Luvuyo organises street children to collect cans off the pavements of Cape Town in South Africa. They collect half a million cans a year. He pays by the sackload, giving children essential funds for food and shelter.
His 55 workers each have different tasks. They either wash the cans, cut off the ends, shape pieces for caps or bags, glue these onto scrap vinyl or sew the parts together with recycled telephone wire.
Paper comes from trees, which are a renewable resource. Making paper, however, requires vast amounts of water, chemicals and energy, so it makes sense to reuse or recycle it wherever possible.
In many countries, imaginative upcyclers re-use outdated newspapers, magazines and calendars, discarded office paper and cardboard. They fold, roll, cut, plait, coil and weave the paper, or soak it into a pulp to make new paper or moulded artefacts.
Made from magazines
For thousands of years, country dwellers wove, plaited and coiled baskets, bowls and mats with bendy natural fibres that grew locally. Today, urban crafters adopt the same techniques, using rolled paper instead. Some cut and fold paper into colourful origami containers.
Papier-mâché and pulp
In Kashmir, Cuba and Mexico, skilled makers transform waste paper into colourful papier-mâché boxes and frames. Once dried, these are painted and coated with varnish. Artisans from Orissa in India mould waste pulp into pots and dishes, which they decorate with intricate floral or animal designs.
KEAG, an environmental project in South Africa, organises long-term unemployed people from Cape Peninsula townships to collect beach waste, which is mostly floating plastic.

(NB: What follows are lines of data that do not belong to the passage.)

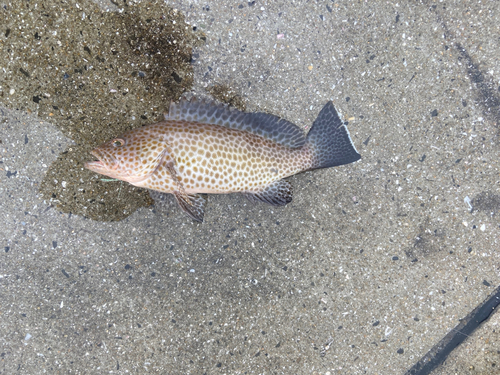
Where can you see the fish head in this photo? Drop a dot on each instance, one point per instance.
(132, 157)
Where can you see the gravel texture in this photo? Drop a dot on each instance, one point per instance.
(367, 269)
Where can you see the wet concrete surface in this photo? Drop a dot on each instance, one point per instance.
(365, 272)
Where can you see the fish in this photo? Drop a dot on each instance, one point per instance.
(204, 147)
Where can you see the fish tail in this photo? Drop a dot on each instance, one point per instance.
(329, 141)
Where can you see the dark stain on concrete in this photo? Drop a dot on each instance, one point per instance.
(95, 75)
(487, 95)
(487, 202)
(428, 241)
(225, 94)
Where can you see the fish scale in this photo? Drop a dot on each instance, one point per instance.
(207, 148)
(214, 160)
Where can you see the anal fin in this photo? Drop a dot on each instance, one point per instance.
(192, 205)
(278, 193)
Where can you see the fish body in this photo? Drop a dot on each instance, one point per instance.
(205, 148)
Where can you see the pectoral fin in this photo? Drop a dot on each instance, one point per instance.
(192, 205)
(278, 193)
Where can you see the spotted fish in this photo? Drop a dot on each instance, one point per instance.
(203, 147)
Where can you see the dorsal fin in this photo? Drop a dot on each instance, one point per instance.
(268, 126)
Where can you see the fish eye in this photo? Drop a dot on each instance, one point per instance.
(118, 142)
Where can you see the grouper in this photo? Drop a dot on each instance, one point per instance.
(208, 148)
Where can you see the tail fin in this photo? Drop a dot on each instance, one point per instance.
(329, 140)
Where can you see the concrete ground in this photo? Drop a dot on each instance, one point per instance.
(365, 272)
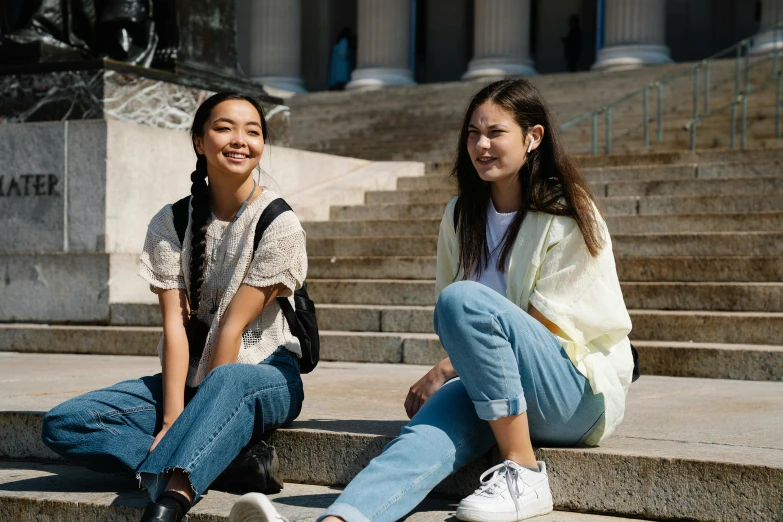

Instead of sending the plastic detergent and drinks bottles, bottle caps, rope, netting, flip-flops and jerrycans to landfill, KEAG commissions a local artist to transform them into saleable products.
The ideas are both practical and decorative – bead curtains, candlesticks, Christmas decorations, mirror frames, bracelets and animal masks. The crafters need only simple hand tools, either punching out shapes or cutting them out with scissors.
Many Hmong people live in the harsh highlands of Vietnam, where producing enough food is difficult. Traditionally, the women made their household clothing from hemp, which they grew, spun, wove and dyed themselves. Nowadays, textile recycling offers them a way of making an income.
Men wore waistcoats with decorated collars. Women made a new pleated and elaborately embroidered skirt every year, which they wore for the first time at New Year celebrations.
Often, women now prefer to buy factory-made, synthetic clothes, which are lighter, cooler and easy to wash. They earn money by turning worn waistcoat collars into bags and purses and old skirts into jackets, bedspreads and toys. The cash helps pay for extra food, clothing, health care, a clean water supply and fuel.